Despite a recent decline in the speed with which COVID-19 has spread across America, there is no end in sight for what certainly will be tens if not hundreds of thousands of more deaths in the first half of this year. Vaccination distribution has been slow, and mutations of the disease have spread to the United States from the United Kingdom, Brazil and South Africa. These may not be more deadly, but they almost certainly spread faster, and current vaccinations may not treat them. The jury remains out on these questions.
The traditional metrics for measurement of the COVID-19 spread remain primarily increases in confirmed cases and fatal cases by day. Confirmed cases number 26,920,474 in the United States and continue to rise by over 200,000 most days. Deaths are at 459,404 and rise by more than 4,000 on many days.
Other widely used measures are cases and deaths per 100,000 people. The advantage of this yardstick is that it allows for a comparison from place to place, regardless of how large or small a state or county is. By this measure, some regions are much safer than others and some more dangerous or deadly.
The deadliest county in America as of February 3 is Bath County, Virginia, where the death rate per 100,000 people over a 14-day average is 13.01. It is on the central western border with West Virginia. Bath County has 4,307 residents, according to the U.S. Census, spread across 529 square miles. In other words, it is sparsely populated.
Bath County residents have a median household income of $49,738, which is about $20,000 below the national average. The value of owner-occupied homes is $165,300, about three-quarters of the national number. The portion of the population that lives in poverty is 10.9%, about the same as the national figure. Almost 90% of the population is white.
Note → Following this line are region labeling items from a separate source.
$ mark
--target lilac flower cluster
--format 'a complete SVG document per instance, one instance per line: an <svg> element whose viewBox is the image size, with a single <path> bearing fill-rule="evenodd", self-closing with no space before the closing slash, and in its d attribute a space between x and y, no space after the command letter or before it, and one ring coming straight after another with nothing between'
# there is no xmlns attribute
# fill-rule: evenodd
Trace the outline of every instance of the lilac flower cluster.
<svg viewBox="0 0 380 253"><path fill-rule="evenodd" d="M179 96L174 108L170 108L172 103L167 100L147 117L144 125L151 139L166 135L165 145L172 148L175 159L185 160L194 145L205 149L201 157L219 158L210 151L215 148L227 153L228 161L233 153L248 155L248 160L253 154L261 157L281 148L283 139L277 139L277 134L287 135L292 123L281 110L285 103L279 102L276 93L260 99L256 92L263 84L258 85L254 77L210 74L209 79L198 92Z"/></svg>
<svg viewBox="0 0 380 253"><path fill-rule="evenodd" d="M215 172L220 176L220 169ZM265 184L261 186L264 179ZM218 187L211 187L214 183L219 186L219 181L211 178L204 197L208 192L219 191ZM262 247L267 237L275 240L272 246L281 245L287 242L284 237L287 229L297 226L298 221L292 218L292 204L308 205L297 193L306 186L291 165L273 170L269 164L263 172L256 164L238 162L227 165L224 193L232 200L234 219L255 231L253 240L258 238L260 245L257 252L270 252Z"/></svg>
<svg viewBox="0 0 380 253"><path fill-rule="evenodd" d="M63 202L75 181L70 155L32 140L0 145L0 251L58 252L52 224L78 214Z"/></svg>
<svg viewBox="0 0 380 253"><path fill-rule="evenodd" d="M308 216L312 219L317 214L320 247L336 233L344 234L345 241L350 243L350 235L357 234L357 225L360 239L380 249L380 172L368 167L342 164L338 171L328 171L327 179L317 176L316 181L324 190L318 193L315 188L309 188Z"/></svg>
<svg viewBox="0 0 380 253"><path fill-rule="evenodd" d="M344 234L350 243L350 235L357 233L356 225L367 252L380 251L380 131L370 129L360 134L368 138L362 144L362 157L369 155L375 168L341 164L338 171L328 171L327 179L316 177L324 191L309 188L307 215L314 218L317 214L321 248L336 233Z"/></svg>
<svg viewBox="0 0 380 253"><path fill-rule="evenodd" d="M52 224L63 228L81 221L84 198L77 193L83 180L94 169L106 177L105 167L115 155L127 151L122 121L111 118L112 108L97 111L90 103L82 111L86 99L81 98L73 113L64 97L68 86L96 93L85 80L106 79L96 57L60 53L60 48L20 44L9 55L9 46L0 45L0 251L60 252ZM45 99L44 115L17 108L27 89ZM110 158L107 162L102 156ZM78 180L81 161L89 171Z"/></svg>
After Bath, the next deadliest county is Stonewall County, Texas, with a figure of 10.31. Its population is 1,385. It is followed by Foard County, Texas, at 10.15. It has a population of 1,408. That is followed by Rosebud County, Montana, at 10.15. Its population is 9,250. Then comes Throckmorton County, Texas, at 10.04 and with a population of 1,567.
Another measure of the severity of the disease is cases per 100,000 over a 14-day average. The leader in this category is Wilson County, Kansas, at 537.75. Its population is 8,780. Next on the list is Marshall County, Kansas, at 400.96. Its population is 9,798. Behind it, Caldwell County, Texas, has a figure of 371.11 and a population of 41,401. That is followed by Washington and Robertson Counties, both in Texas, at 357.18 and 344.24, respectively. The former’s population is 34,796, and the latter has 16,890 residents.
The new data shows two things. The first is how hard hit America’s smaller counties by population have been. The other is the recent surge of cases in parts of rural Texas.